Una lista tan corta y unilateral como ésta puede llamar muy fácilmente a error. El mundo romano no ha sido el único en la historia en el que las mujeres actuaban en el telón de fondo de los negocios y la política, o en el que conquistar la atención o la pluma del libelista era el más seguro camino para conseguir publicidad y, tal vez, fama duradera. Sin embargo, no es fácil pensar en otro gran Estado que no produjese ni una sola mujer de verdad importante como poetisa o escritora, ni una reina auténticamente regia, ni una Débora, ni una Juana de Arco, ni una Florence Nightingale, ni una mecenas de las artes. Las mujeres de plena época victoriana estaban en Inglaterra igualmente desposeídas de derechos, eran de modo parejo víctimas de un criterio doble de moralidad sexual, estaban igualmente expuestas al peligro y a la ruina en el momento en que se aventuraban fuera del hogar o de la iglesia. Y, sin embargo, la diferencia profunda nos resulta evidente.


O, mejor dicho, resultaría evidente si pudiéramos estar seguros de lo que legítimamente puede creerse acerca de las mujeres romanas. Dejando a un lado las leyendas, aquéllas nos hablan por cinco canales: la poesía erótica y satírica de la Baja República y del Alto Imperio, poesía que está toda ella compuesta por varones; las obras de sus biógrafos e historiadores, todos ellos hombres y por la mayor parte incapaces de resistirse a las tentaciones de lo lascivo y lo escandaloso; los epistógrafos y los filósofos, todos ellos varones; la pintura y la escultura, principalmente estatuas-retrato, piedras funerarias inscritas y monumentos religiosos de todo tipo; y, por fin, los innumerables textos legales. Es obvio que todas estas voces se expresan según motivos entrecruzados. (Difícilmente se podría esperar hallar citas del Ars Amandi ovidiano o de los frescos pornográficos del burdel de Pompeya en los monumentos funerarios.) Cada uno nos cuenta su parte de una compleja y ambigua historia.

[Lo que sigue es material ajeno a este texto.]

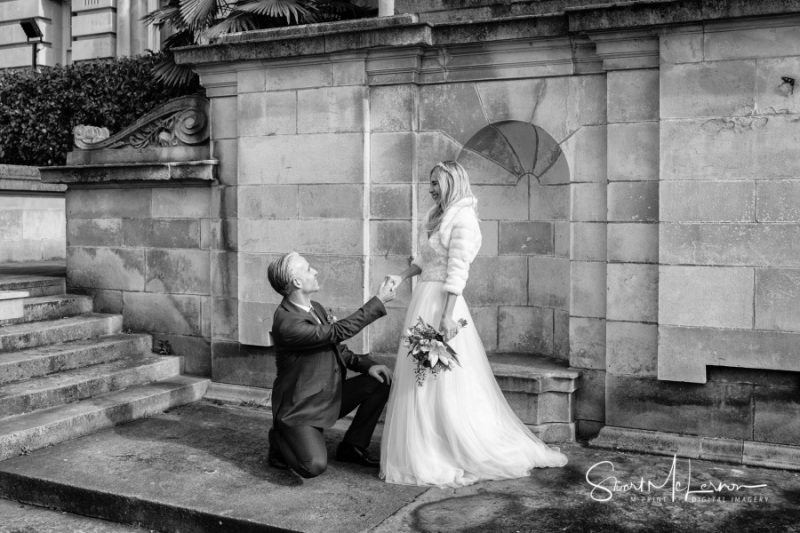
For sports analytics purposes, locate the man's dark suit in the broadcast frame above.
[272,297,389,477]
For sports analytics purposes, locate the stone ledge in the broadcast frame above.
[589,426,800,470]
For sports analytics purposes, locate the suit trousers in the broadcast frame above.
[270,374,389,478]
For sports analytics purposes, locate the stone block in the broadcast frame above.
[298,185,364,216]
[661,60,756,118]
[570,183,608,222]
[497,306,553,355]
[569,316,606,370]
[755,181,800,222]
[659,181,756,222]
[498,221,553,255]
[122,218,200,248]
[608,181,658,222]
[606,263,656,322]
[476,177,529,220]
[561,125,609,183]
[152,188,212,218]
[419,83,488,145]
[122,292,202,336]
[659,224,800,267]
[239,133,364,185]
[569,222,609,261]
[606,320,658,377]
[658,266,755,329]
[755,268,800,331]
[569,261,606,318]
[145,250,211,294]
[66,189,152,219]
[241,91,300,137]
[369,220,411,257]
[296,85,366,133]
[238,219,362,255]
[67,218,122,246]
[528,257,570,309]
[606,374,753,440]
[369,133,416,183]
[608,122,659,181]
[607,69,659,124]
[369,185,413,219]
[67,246,145,291]
[530,181,569,220]
[464,256,528,306]
[369,85,417,132]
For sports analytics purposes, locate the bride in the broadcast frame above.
[380,161,567,487]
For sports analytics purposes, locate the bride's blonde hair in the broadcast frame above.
[426,161,473,233]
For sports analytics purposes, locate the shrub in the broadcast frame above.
[0,54,199,166]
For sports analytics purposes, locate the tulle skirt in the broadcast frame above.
[380,281,567,487]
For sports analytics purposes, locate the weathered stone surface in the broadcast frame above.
[497,306,553,355]
[606,320,658,376]
[659,224,800,267]
[528,257,570,309]
[237,91,300,137]
[606,263,656,322]
[608,69,659,124]
[606,374,753,440]
[369,133,416,183]
[660,181,756,222]
[661,60,756,118]
[464,256,528,306]
[608,181,658,222]
[296,85,366,133]
[369,185,412,219]
[755,268,800,331]
[569,261,606,318]
[755,181,800,222]
[569,222,608,261]
[569,316,606,370]
[122,218,200,248]
[122,292,201,336]
[608,122,659,181]
[145,250,211,294]
[658,266,754,329]
[67,246,145,291]
[239,133,364,185]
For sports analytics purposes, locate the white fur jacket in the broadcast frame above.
[414,198,481,295]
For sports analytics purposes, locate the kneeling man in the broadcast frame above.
[267,252,395,478]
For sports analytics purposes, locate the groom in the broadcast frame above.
[267,252,395,478]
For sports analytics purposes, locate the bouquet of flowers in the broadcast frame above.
[403,317,467,387]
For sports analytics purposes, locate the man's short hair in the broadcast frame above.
[267,252,300,296]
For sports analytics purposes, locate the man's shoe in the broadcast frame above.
[336,442,381,468]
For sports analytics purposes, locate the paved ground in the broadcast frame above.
[0,401,800,533]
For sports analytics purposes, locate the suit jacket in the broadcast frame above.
[272,297,386,428]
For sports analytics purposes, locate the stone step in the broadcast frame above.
[0,294,93,326]
[0,333,152,385]
[0,355,183,418]
[0,275,66,296]
[0,313,122,352]
[0,376,209,461]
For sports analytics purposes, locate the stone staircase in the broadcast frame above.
[0,276,209,460]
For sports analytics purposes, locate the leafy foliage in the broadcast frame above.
[142,0,377,87]
[0,54,199,166]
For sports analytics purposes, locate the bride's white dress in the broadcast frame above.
[380,231,567,487]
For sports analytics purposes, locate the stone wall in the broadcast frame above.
[0,165,66,263]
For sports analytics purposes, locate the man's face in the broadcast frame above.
[291,255,319,294]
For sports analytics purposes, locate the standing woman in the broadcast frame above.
[380,161,567,487]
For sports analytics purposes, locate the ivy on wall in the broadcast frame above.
[0,54,200,166]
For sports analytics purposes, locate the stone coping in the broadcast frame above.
[39,159,218,184]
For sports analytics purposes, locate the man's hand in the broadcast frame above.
[375,280,397,303]
[367,365,394,385]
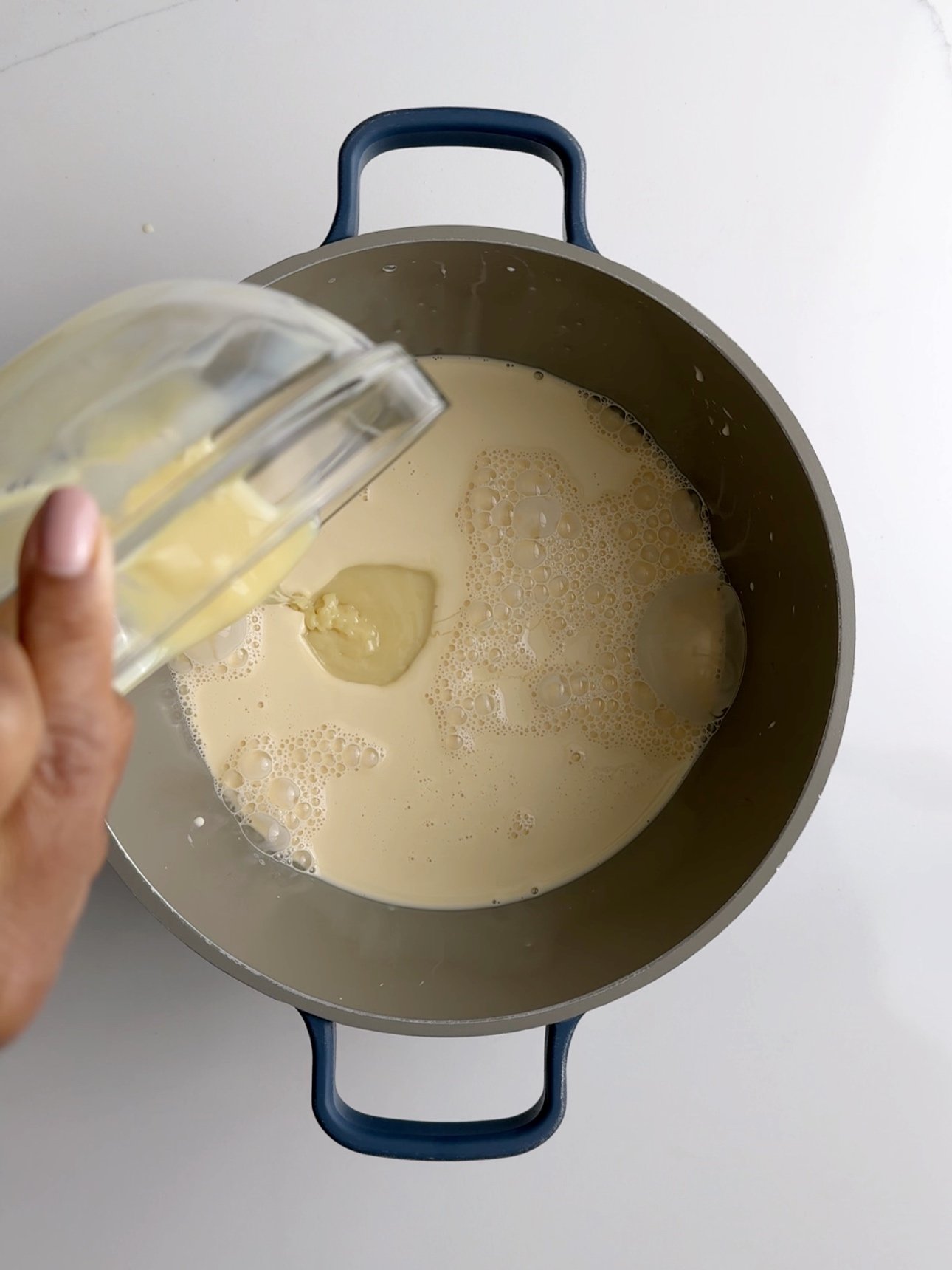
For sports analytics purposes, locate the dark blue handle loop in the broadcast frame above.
[301,1009,579,1161]
[324,106,596,252]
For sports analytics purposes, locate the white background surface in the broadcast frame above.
[0,0,952,1270]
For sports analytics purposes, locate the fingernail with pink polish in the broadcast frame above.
[39,487,99,578]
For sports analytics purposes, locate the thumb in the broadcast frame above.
[19,487,114,794]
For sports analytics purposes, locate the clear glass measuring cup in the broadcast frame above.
[0,282,444,692]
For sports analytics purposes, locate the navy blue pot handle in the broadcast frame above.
[324,106,596,252]
[301,1009,579,1161]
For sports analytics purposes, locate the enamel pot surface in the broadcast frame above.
[111,109,853,1159]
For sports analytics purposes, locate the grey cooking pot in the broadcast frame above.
[111,109,853,1159]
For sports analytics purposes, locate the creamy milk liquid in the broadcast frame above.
[175,357,744,908]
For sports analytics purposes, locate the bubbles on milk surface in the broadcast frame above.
[175,358,744,908]
[217,724,383,873]
[429,381,744,763]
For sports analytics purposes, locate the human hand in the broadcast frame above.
[0,489,132,1046]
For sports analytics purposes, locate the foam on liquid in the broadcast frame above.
[175,358,744,908]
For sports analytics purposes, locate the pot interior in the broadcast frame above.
[111,230,849,1032]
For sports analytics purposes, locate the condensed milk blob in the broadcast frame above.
[636,573,746,725]
[278,564,435,686]
[176,357,744,908]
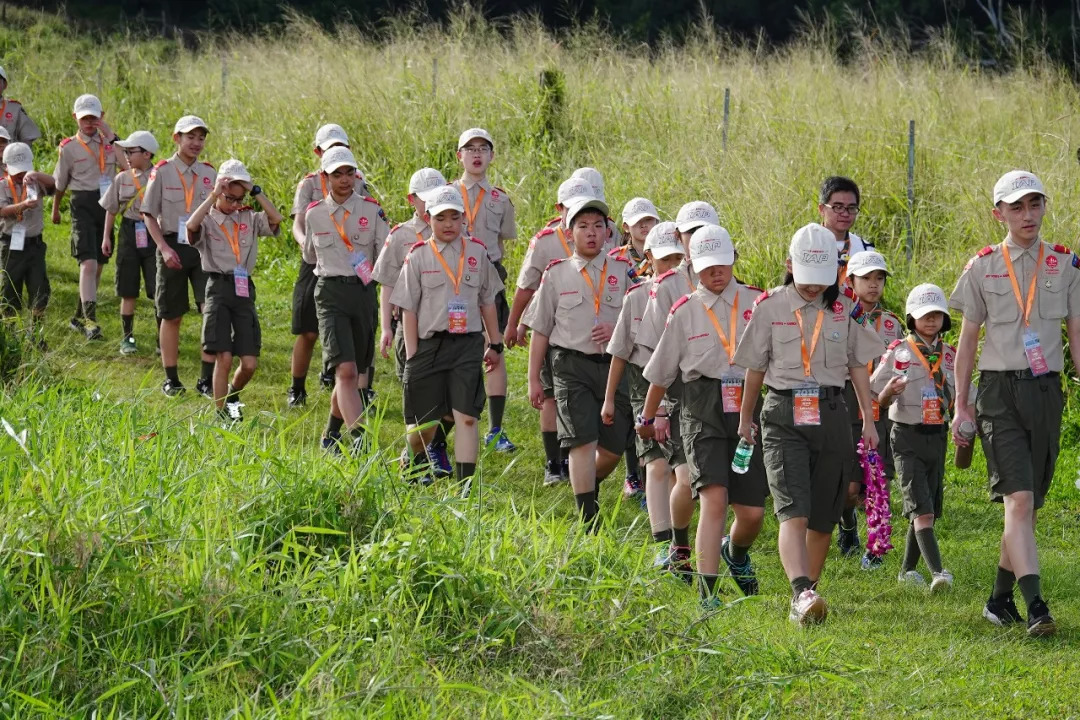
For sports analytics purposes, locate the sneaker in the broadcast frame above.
[161,378,188,397]
[484,427,517,452]
[1027,598,1057,638]
[720,538,758,596]
[787,590,828,626]
[930,568,953,593]
[428,441,454,477]
[983,595,1024,627]
[285,388,308,408]
[896,570,927,587]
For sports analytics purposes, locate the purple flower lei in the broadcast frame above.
[859,440,892,557]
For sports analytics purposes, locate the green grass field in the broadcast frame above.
[0,8,1080,718]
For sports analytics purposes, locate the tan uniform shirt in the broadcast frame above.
[870,336,956,425]
[188,207,281,275]
[390,237,502,340]
[735,283,885,390]
[0,175,45,237]
[0,97,41,145]
[454,178,517,262]
[141,154,217,234]
[302,192,390,277]
[645,280,761,388]
[522,253,630,355]
[949,236,1080,372]
[372,213,431,287]
[607,283,652,367]
[98,169,150,220]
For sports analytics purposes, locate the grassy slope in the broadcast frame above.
[0,7,1080,718]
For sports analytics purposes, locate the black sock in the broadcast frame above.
[990,566,1016,599]
[487,395,507,431]
[1016,574,1042,609]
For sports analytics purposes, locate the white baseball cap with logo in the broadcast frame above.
[994,169,1047,205]
[848,250,889,277]
[787,222,836,286]
[675,200,720,232]
[408,167,446,198]
[423,185,465,217]
[622,198,660,226]
[116,130,158,154]
[71,94,103,120]
[645,222,683,258]
[690,225,735,272]
[3,142,33,175]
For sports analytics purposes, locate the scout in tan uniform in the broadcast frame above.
[949,171,1080,635]
[734,223,885,624]
[53,95,127,340]
[638,225,768,609]
[600,222,692,569]
[99,130,161,355]
[391,186,502,487]
[286,123,369,408]
[141,116,217,398]
[872,284,956,593]
[187,160,282,423]
[455,127,517,452]
[0,142,53,348]
[505,178,593,487]
[836,250,904,570]
[524,198,632,528]
[0,67,41,146]
[303,147,390,451]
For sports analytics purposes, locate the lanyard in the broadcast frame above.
[701,293,739,365]
[795,309,825,378]
[427,233,465,296]
[75,134,105,175]
[458,180,484,235]
[581,258,607,317]
[1001,240,1047,327]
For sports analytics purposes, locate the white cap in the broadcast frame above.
[423,185,465,217]
[217,159,254,191]
[319,145,356,173]
[905,283,948,320]
[675,200,720,232]
[458,127,495,150]
[3,142,33,175]
[570,167,604,200]
[848,250,889,277]
[173,116,210,135]
[315,123,349,150]
[787,222,836,286]
[408,167,446,196]
[994,169,1047,205]
[113,130,158,153]
[72,95,103,120]
[622,198,660,225]
[645,222,684,258]
[690,225,735,272]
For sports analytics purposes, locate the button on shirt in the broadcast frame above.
[188,207,281,275]
[390,239,502,340]
[735,284,885,390]
[645,280,761,388]
[522,253,630,355]
[949,236,1080,372]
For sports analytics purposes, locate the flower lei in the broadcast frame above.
[859,440,892,557]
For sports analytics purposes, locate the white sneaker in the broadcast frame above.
[930,568,953,593]
[896,570,927,587]
[787,590,828,626]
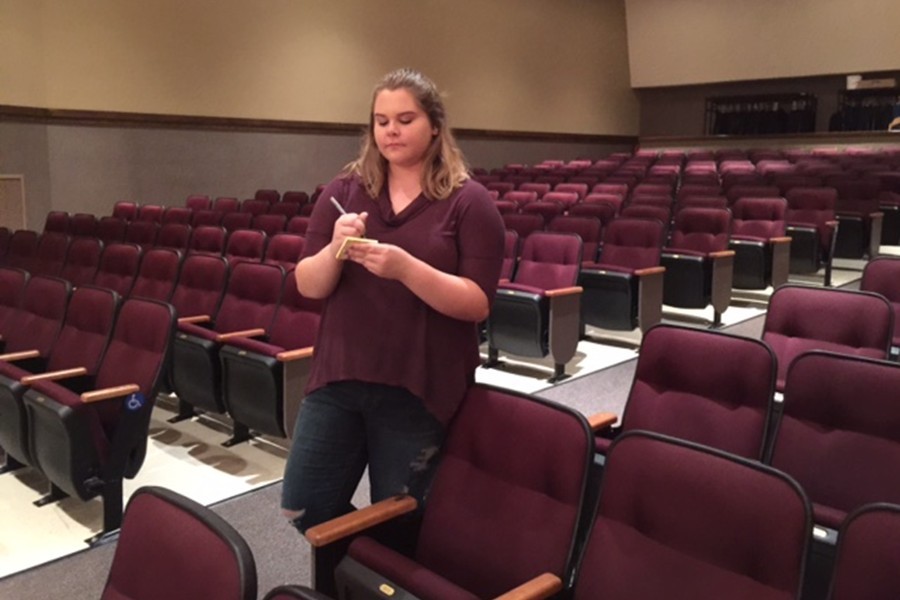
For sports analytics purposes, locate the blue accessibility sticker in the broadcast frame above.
[125,392,147,412]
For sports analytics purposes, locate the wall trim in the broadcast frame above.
[0,104,638,145]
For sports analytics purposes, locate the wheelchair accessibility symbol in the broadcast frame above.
[125,392,145,412]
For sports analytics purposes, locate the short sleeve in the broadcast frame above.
[457,180,505,303]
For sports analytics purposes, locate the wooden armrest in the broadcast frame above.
[275,346,313,362]
[216,327,266,342]
[178,315,212,324]
[496,573,562,600]
[588,413,619,432]
[545,285,584,298]
[306,496,417,548]
[19,367,87,385]
[0,350,41,362]
[81,383,141,402]
[634,267,666,277]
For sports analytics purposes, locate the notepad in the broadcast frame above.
[335,236,378,260]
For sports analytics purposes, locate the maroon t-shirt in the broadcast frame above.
[303,177,504,423]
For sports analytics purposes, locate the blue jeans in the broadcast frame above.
[281,381,444,532]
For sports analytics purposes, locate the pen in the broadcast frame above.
[329,196,347,215]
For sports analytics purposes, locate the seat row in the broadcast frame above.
[298,370,900,600]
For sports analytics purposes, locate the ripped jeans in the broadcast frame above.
[281,381,444,532]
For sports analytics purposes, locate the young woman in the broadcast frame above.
[282,69,503,531]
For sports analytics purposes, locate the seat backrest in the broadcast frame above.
[156,223,192,252]
[31,231,72,277]
[92,243,141,297]
[263,233,306,271]
[771,351,900,529]
[97,217,128,244]
[129,248,181,302]
[100,487,257,600]
[3,275,72,356]
[59,237,103,287]
[125,220,159,248]
[188,224,227,255]
[547,215,603,261]
[222,212,253,233]
[169,254,230,319]
[598,217,666,269]
[47,285,121,375]
[215,262,284,333]
[731,196,787,238]
[668,208,731,253]
[252,213,287,236]
[44,210,71,233]
[762,285,894,390]
[574,432,811,600]
[0,267,30,337]
[828,503,900,600]
[622,325,777,460]
[69,213,97,237]
[269,269,322,349]
[415,384,593,598]
[3,229,38,271]
[859,256,900,346]
[224,229,268,264]
[184,194,212,211]
[513,231,582,290]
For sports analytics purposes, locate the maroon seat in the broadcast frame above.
[219,270,322,441]
[129,248,181,302]
[91,244,142,298]
[762,285,894,391]
[729,196,791,289]
[592,325,777,460]
[828,502,900,600]
[25,298,175,535]
[0,285,119,472]
[661,208,734,327]
[172,262,284,445]
[59,237,103,287]
[573,432,810,600]
[578,217,666,335]
[484,231,582,381]
[100,486,257,600]
[318,385,591,599]
[263,233,306,271]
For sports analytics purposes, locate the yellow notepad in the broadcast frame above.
[335,236,378,260]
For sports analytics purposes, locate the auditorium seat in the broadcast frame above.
[306,385,592,599]
[591,325,777,460]
[172,262,284,445]
[0,285,119,472]
[25,298,175,536]
[100,486,257,600]
[219,269,322,443]
[578,217,666,333]
[484,231,582,382]
[828,502,900,600]
[91,243,142,298]
[59,237,103,287]
[770,351,900,597]
[762,285,894,391]
[572,432,810,600]
[729,196,791,289]
[661,208,734,327]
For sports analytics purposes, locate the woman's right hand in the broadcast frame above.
[331,212,369,255]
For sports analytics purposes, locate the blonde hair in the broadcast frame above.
[345,69,469,200]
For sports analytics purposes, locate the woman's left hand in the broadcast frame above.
[347,244,412,279]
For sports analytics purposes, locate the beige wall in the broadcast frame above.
[625,0,900,88]
[0,0,638,135]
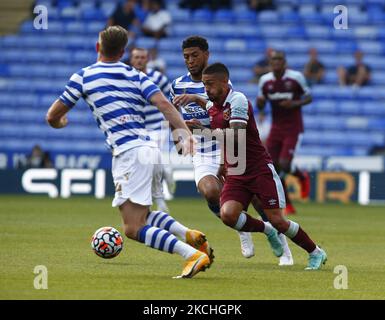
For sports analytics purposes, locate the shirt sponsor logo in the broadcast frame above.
[223,108,231,121]
[268,92,293,100]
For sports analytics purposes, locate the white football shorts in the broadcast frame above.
[112,146,160,207]
[192,150,221,186]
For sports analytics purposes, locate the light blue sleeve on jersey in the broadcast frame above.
[159,74,171,98]
[297,73,311,96]
[59,69,84,108]
[139,72,160,103]
[230,92,249,123]
[168,80,175,103]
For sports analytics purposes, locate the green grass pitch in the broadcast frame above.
[0,196,385,300]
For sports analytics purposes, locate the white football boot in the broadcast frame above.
[238,231,254,258]
[278,233,294,266]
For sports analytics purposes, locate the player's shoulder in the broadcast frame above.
[227,91,248,106]
[285,69,304,82]
[259,71,274,85]
[172,73,191,87]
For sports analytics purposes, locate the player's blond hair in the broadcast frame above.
[99,26,128,58]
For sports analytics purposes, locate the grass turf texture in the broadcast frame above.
[0,196,385,300]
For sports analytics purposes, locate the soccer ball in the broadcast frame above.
[91,227,123,259]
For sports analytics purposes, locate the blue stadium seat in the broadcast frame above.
[213,9,236,23]
[191,9,213,23]
[312,99,338,115]
[235,10,257,24]
[170,9,191,23]
[361,101,385,116]
[338,101,362,115]
[279,11,301,23]
[257,10,279,25]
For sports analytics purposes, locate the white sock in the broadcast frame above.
[310,246,320,254]
[263,221,274,235]
[147,211,188,241]
[154,198,170,212]
[138,225,198,259]
[278,233,292,257]
[234,211,247,231]
[174,241,198,260]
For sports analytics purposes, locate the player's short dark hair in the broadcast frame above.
[202,62,230,78]
[182,36,209,51]
[270,50,286,60]
[99,26,128,58]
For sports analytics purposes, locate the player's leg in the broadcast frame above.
[193,152,254,258]
[258,164,326,269]
[112,147,210,277]
[152,164,169,212]
[266,129,295,214]
[251,196,294,266]
[279,133,310,199]
[221,181,283,257]
[265,209,327,270]
[146,211,214,263]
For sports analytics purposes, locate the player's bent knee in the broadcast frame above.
[279,160,291,173]
[265,209,289,233]
[221,210,238,228]
[123,224,139,240]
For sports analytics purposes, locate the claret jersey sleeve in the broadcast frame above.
[229,92,249,124]
[59,69,84,108]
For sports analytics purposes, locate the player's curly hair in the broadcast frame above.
[99,26,128,57]
[203,62,230,78]
[182,36,209,51]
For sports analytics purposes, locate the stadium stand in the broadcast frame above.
[0,0,385,156]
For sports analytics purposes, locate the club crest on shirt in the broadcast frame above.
[223,103,231,121]
[285,81,292,90]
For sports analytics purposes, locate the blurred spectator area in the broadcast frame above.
[0,0,385,156]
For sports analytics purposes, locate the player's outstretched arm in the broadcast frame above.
[172,94,207,109]
[46,99,70,129]
[150,92,196,154]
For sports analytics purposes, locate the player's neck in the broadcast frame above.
[213,88,230,106]
[98,55,120,63]
[190,73,202,82]
[274,70,285,79]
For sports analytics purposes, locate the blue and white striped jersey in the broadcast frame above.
[59,62,160,156]
[170,73,210,128]
[145,69,171,130]
[170,73,231,153]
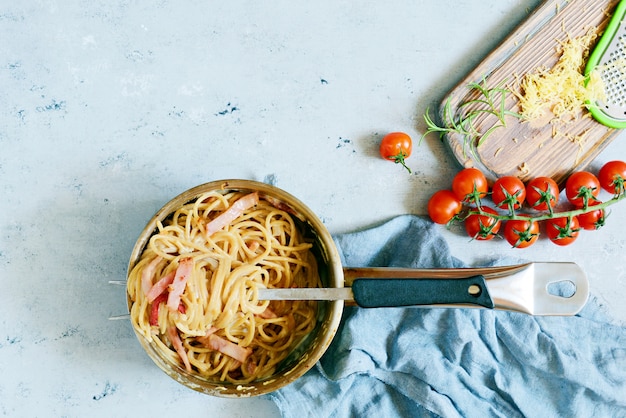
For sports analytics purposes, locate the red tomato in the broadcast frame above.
[565,171,600,208]
[576,200,605,231]
[379,132,413,173]
[526,177,559,210]
[465,207,501,241]
[491,176,526,209]
[504,219,539,248]
[598,161,626,194]
[546,216,580,245]
[428,190,463,224]
[452,168,489,203]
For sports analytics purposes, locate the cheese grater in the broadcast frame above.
[585,0,626,129]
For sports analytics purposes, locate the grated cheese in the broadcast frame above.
[519,29,605,121]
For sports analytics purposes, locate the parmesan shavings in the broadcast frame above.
[519,28,605,123]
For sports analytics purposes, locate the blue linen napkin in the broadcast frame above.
[267,215,626,418]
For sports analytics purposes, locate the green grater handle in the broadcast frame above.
[585,0,626,129]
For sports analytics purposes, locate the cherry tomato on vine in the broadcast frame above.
[379,132,413,173]
[565,171,600,208]
[465,207,501,241]
[491,176,526,209]
[598,161,626,194]
[428,190,463,224]
[576,200,605,231]
[452,168,489,203]
[546,216,580,245]
[526,177,559,210]
[504,219,539,248]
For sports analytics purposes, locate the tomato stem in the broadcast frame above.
[457,191,626,222]
[388,151,411,174]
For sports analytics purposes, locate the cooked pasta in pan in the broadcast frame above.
[127,191,320,384]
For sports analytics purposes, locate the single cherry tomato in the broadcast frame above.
[491,176,526,211]
[565,171,600,208]
[526,177,559,211]
[428,190,463,224]
[465,206,501,241]
[452,168,489,204]
[576,200,605,231]
[380,132,413,173]
[504,219,539,248]
[598,161,626,194]
[546,216,580,245]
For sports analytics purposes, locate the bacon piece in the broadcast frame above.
[141,256,163,296]
[146,271,176,303]
[167,327,191,373]
[257,306,278,319]
[150,292,167,327]
[198,334,252,363]
[206,192,259,237]
[167,257,193,311]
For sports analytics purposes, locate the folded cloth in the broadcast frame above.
[267,215,626,418]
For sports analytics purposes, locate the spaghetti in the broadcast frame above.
[127,191,320,384]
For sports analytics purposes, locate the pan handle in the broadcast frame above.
[352,275,494,308]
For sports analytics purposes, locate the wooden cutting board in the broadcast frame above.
[439,0,620,183]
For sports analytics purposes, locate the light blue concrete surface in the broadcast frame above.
[0,0,626,417]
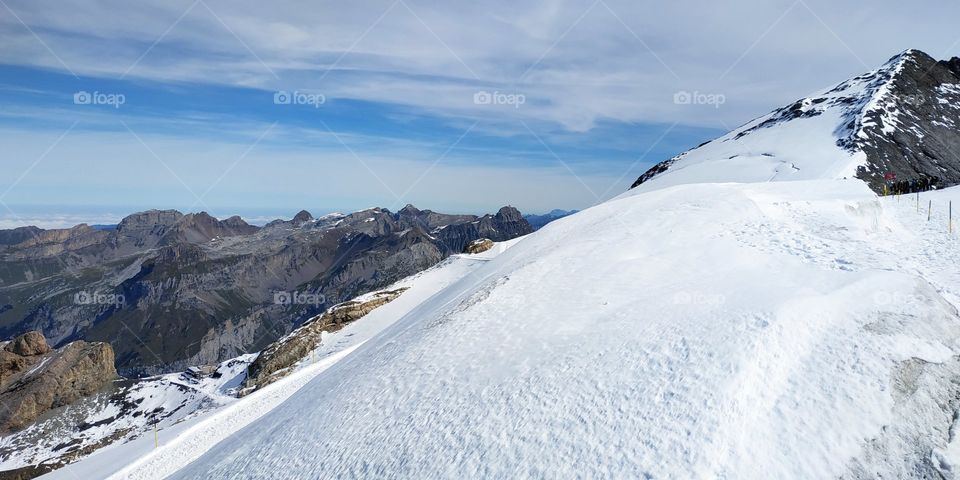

Es menester conjuntar todos los fragmentos y, aun así, siempre nos faltará uno esencial, a saber, lo que las mujeres mismas hubieran dicho de habérseles dado licencia para hablar.


No tengo mucho que decir, amigo mío; para y lee. Esta tumba, que no es bella, es sin embargo la de una mujer hermosa. Le dieron sus padres el nombre de Claudia. Amó a su esposo en su corazón. Le dio dos hijos, de los que el uno se llevó la tierra y el otro deja tras de sí. Su conversación era amable y grácil su caminar. Llevó la casa e hizo labores de lana. Eso es todo. Vete en paz.


Está claro que no fue la tal Claudia la que seleccionó e hizo grabar este epitafio en verso (la traducción es de Richmond Lattimore) en la ciudad de Roma, en el siglo II antes de nuestra era, sino su marido o algún otro de sus parientes varones. Es fácil hacer observaciones cínicas, y no sólo sobre este ejemplo particular, sino sobre los centenares que registran la devoción doméstica, por lo general incluyendo la expresión de que marido y mujer vivieron juntos por x años, sine ulla querella, o sea, "sin una sola disputa". Y, sin embargo, hay mucho que aprender de esa misma monotonía con la que tales sentimientos se repiten siglo tras siglo, al menos con respecto a la mujer ideal -ideal formulado e impuesto aquí por los varones romanos de las clases media y superior-.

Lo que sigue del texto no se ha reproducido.